Giacomo Nizzolo of Trek Segafredo has won the opening stage of the Abu Dhabi Tour.
Among the starters were the Official Abu Dhabi Tour Ambassador, the Manxman Mark Cavendish, the Giro d’Italia winner Vincenzo Nibali (Italy), the seven-time overall Grand Tour winner Alberto Contador (Spain), the duo of puncheurs John Degenkolb (Germany) and Michael Matthews (Australia), the sprinter André Greipel (Germany), two gold medalists from Rio 2016, the Italian Elia Viviani (Omnium) and the Belgian Greg Van Avermaet (Individual Road Race), the Costa Rican rider Andrey Amador and the local hero Yousif Mirza, the highest profile rider in the UAE for this race which started with a 147km stage that started and finished in Madinat Zayed.
Four riders in Michael Matthews and Jens Keukeleire (Orica-BikeExchange), Gatis Smukulis (Astana), and Dion Smth (ONE Pro) got into a break and they were 3.30 ahead with 75kms left on a day where temperatures were around the 36 degrees mark.
Into the final fifty kilometres of the stage and the gap had dropped to under three minutes and twenty kilometres later, it was down to 1.52 to the peloton which did not included Sir Bradley Wiggins who did not start.
With 18.2kms left the quartet were 2.12 ahead and the gap was dropping all the time.
Keukeleire was pushing out 400 watts but it was having no effect as the peloton had reduced their lead to 28 seconds with 8.8kms left.
Keukeleire was the last man standing but he was caught with seven kilometres left and Nicholas Roche in his last race for Team Sky was amongst the front runners.
Mark Cavendish was brought up by his Dimension Data team as was Greg Van Avermaet of BMC whilst Team Sky and ONE Pro were handily placed going under the flam rouge.
The sprint was miss-timed by a number of riders and it was Trek Segafredo's Giacomo Nizzolo who took the sprint in 3.15.19 ahead of John Degenkolb and Mark Cavendish.
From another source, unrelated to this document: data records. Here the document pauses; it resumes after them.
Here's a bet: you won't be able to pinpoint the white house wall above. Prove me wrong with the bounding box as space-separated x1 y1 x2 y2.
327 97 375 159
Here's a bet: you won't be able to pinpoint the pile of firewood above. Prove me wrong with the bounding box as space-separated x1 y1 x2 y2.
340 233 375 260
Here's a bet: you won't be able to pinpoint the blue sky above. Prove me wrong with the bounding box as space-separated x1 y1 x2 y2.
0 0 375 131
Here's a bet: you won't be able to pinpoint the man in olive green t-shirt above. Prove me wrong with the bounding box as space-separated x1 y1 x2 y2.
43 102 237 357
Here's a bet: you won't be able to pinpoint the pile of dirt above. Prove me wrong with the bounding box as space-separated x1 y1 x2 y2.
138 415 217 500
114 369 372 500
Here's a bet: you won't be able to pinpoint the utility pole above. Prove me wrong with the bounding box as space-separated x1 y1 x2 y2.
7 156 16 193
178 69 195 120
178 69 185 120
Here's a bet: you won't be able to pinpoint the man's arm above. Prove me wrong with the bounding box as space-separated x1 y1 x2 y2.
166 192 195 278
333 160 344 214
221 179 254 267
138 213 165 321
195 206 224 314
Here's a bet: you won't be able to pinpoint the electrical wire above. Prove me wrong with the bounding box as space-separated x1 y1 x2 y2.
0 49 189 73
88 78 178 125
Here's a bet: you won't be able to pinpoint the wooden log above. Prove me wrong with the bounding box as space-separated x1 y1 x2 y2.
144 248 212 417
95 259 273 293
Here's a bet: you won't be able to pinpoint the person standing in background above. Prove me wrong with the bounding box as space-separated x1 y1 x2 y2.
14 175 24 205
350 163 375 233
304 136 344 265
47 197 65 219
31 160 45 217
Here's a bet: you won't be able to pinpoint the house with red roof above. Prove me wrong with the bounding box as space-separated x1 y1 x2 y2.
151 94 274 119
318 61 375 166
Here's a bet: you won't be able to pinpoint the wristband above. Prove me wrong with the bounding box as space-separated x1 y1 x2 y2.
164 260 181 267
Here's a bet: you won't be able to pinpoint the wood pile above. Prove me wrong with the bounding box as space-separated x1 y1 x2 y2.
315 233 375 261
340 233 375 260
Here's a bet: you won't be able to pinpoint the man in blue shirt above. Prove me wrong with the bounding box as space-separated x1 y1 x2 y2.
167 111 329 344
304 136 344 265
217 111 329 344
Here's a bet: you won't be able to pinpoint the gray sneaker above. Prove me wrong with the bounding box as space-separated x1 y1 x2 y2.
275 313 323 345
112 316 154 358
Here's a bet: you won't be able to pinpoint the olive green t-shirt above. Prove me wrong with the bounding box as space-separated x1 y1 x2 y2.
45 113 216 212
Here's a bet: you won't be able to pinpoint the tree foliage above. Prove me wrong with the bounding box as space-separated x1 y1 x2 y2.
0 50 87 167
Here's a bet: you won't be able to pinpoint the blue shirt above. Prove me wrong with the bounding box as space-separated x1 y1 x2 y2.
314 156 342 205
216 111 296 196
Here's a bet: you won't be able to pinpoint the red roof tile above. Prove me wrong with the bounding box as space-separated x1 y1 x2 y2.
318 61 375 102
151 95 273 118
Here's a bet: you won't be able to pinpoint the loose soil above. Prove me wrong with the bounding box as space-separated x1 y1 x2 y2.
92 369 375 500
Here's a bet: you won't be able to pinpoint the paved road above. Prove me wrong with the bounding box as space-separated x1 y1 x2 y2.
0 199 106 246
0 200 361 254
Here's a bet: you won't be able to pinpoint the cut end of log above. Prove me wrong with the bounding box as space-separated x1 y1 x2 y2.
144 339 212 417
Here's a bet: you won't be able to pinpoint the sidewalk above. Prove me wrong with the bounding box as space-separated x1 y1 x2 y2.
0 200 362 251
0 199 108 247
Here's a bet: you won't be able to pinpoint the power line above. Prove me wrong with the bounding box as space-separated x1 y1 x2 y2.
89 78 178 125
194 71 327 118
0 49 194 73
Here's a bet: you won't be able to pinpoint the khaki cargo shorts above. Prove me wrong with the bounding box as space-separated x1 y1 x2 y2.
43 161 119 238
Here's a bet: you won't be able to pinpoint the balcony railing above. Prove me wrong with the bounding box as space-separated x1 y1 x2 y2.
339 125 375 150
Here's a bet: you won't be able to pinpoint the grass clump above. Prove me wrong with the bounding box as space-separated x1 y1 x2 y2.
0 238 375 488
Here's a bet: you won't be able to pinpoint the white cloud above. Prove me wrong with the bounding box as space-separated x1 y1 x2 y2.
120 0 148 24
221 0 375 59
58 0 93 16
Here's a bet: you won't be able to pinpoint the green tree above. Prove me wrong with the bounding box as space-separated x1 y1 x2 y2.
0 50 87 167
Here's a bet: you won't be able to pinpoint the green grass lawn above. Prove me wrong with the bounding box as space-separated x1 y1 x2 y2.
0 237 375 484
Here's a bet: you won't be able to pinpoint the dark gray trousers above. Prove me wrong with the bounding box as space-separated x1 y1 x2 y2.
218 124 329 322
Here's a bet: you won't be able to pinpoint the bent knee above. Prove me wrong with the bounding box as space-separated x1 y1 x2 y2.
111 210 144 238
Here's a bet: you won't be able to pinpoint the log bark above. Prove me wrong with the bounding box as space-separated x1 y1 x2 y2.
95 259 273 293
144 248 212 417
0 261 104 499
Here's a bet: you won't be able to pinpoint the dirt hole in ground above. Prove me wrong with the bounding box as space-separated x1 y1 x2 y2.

Team Wiggins Chris Latham was fifth.
"It was a very long sprint and very fast," said Nizzolo to Daniel Lloyd. "I am really happy.
"I said I would go for one more victory and that is a great way to start. When I saw the gap I decided to put a man in front and I went for it. I thank my team for all their support."
Jens Keukeleire who leads the sprint competition said: "I was surprised how the break happened. I thought lets give it a crack. It was good and I had fun out there.
"We knew it was going to be hard to stay away but we got unlucky when the headwind got up and the energy went out of our legs."